CSIS : Le problème de la vague de manifestations en raison de la crise de confiance au gouvernement
ARTA - Les vagues de manifestations qui se sont produites ces derniers temps dans diverses villes d’Indonésie, allant de Pati, Bone, Jakarta à Makassar, reflètent les troubles socio-économiques qui se renforcent dans la communauté.
Y a écrit : Des milliers de personnes sont montées dans la rue pour protester contre des politiques gouvernementaux jugées injustes et moins sensibles à la situation.
an, chercheur principal du département économique du CSIS, Deni Friawan, a déclaré que les manifestations se sont réchauffées après la mort d’affan Kurniawan, un chauffeur d’un taxi moto en ligne, au milieu de la manifestation.
il, a déclaré que les manifestations n’étaient pas une réaction momentanée, mais plutôt une accumulation de confiance dans le gouvernement.
« L’essentiel du problème est une crise de confiance dans le gouvernement en raison de l’effondrement de la légitimité budgétaire », a déclaré Deni lors d’une discussion publique intitulée « Réveil des rues: notre test de la démocratie et de notre économie » en ligne, mardi 2 septembre.

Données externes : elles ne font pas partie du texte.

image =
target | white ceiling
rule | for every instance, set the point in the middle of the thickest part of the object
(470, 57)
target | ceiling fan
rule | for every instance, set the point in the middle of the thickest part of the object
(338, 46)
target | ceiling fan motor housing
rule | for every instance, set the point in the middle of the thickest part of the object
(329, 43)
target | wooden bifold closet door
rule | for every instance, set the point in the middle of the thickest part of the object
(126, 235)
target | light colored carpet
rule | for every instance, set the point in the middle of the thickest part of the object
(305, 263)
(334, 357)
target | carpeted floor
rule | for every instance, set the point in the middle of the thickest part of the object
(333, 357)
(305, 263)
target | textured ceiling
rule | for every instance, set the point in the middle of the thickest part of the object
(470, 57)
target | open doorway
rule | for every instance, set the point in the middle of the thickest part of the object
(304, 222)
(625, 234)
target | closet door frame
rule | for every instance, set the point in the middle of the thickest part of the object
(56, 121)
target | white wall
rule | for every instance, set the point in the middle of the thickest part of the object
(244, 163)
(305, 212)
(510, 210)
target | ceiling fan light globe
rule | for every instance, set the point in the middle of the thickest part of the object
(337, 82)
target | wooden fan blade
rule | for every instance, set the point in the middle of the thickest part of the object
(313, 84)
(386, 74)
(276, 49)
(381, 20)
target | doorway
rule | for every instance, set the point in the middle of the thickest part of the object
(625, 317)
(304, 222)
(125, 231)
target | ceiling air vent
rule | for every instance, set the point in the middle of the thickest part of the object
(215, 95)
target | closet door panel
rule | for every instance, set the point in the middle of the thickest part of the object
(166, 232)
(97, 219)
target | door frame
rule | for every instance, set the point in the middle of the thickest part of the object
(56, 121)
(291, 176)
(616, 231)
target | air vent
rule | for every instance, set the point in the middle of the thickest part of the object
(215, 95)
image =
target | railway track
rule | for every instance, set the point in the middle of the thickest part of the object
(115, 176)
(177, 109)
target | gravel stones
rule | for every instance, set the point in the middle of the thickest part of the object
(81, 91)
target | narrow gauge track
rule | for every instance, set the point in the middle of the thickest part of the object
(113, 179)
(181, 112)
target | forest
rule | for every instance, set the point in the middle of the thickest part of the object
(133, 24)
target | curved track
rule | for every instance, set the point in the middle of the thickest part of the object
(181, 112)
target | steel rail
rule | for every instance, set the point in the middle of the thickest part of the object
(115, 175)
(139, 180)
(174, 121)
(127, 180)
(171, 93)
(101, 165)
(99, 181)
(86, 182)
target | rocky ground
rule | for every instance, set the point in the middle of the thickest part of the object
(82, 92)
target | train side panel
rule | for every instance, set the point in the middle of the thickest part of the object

Deni dit que le public est invité à payer des impôts et à accepter l’efficacité budgétaire, mais le gouvernement semble en effet bouleversé, par exemple en augmentant le nombre de ministères et d’institutions, en augmentant les salaires des fonctionnaires et en maintenant des postes dans les entreprises publiques qui sont considérées comme inefficaces.
rénal « Dans la théorie économique politique, nous savons que les impôts sont des contrats sociaux entre le peuple et l’État. Ici, les résidents seront prêts à payer des impôts lorsqu’ils sont confiants que l’État se réciprocera sous la forme de services publics, de la stabilité et de la justice. Malheureusement, le sens de justice s’effondre aujourd’hui en raison des contraintes aux politiques gouvernementales », a-t-il déclaré.
Deni a également souligné que l’inégalité économique reste élevée. Bien que la croissance économique nationale soit stable de l’ordre de 5%, la croissance est intense en capital et inégale.
, le ratio gini est toujours à 0,39, ce qui montre une imégalité significative. Bien que le taux de pauvreté diminue, de nombreuses sociétés sont au seuil de la pauvreté.
rénal. Cette condition rend les résidents vulnérables aux réglementations économiques, y compris à l’inflation alimentaire. Le prix du riz, par exemple, est actuellement de l’ordre de 14 000 IDR à 18 000 IDR par kilogramme, contre les affirmations du gouvernement sur l’augmentation des stocks et de la production.
alement, en termes d'emploi, bien que le taux de chômage soit faible, le taux de chômage augmente réellement et la qualité des emplois est inadéquate.
arros : la plupart des emplois sont dans des secteurs informels, les revenus stagnants ne sont pas équilibrés avec l'augmentation des coûts de vie.
sous cette pression, les politiques budgétaires du gouvernement sont considérées comme de plus en plus injustes. Le budget de l’aide sociale diminue, tandis que les dépenses pour des projets coûteux tels que le gouvernement numérique du Mercusuar (MDG) et les dépenses de défense augmentent sans une transparence adéquate.
rénitatif gratuit et nutritif (MBG) est passé de 107 000 milliards de roupies à 335 billions de roupies, absorbant 44% du budget de l’éducation. Les dépenses en matière de défense et de sécurité ont atteint 565 000 milliards de roupies, soit 19% du budget de l’État », a-t-il déclaré.
Deni a également critiqué le plan d’augmentation des cotisations du bpjs et de la flambée des salaires et des avantages des membres de la RPD jusqu’à 1,4 milliard de roupies par mois / membre, s’il est calculé tous les avantages et installations.
an : « Le problème est de savoir comment le budget est dépensé et comment la responsabilité après la transparence n’est toujours pas claire à ce jour », a expliqué Deni.
Deni a en outre averti, sans justice fiscale et une direction politique plus pro-raciste, la vague de manifestations pourrait être un signe initial d’instabilité sociale plus large en Indonésie.
na, “La vague de protestation qui s’est produite aujourd’hui n’est rien d’autre que le rejet de l’inégalité et des contrats sociaux qui sont aujourd’hui très médiatisés et injustes. En bref, ces manifestations sont une accumulation d’anxiété concernant les difficultés de la vie qui sont de plus en plus réprimantes et une déception concernant le pays qui se sent de plus en plus désespérément aujourd’hui », a-t-il conclu.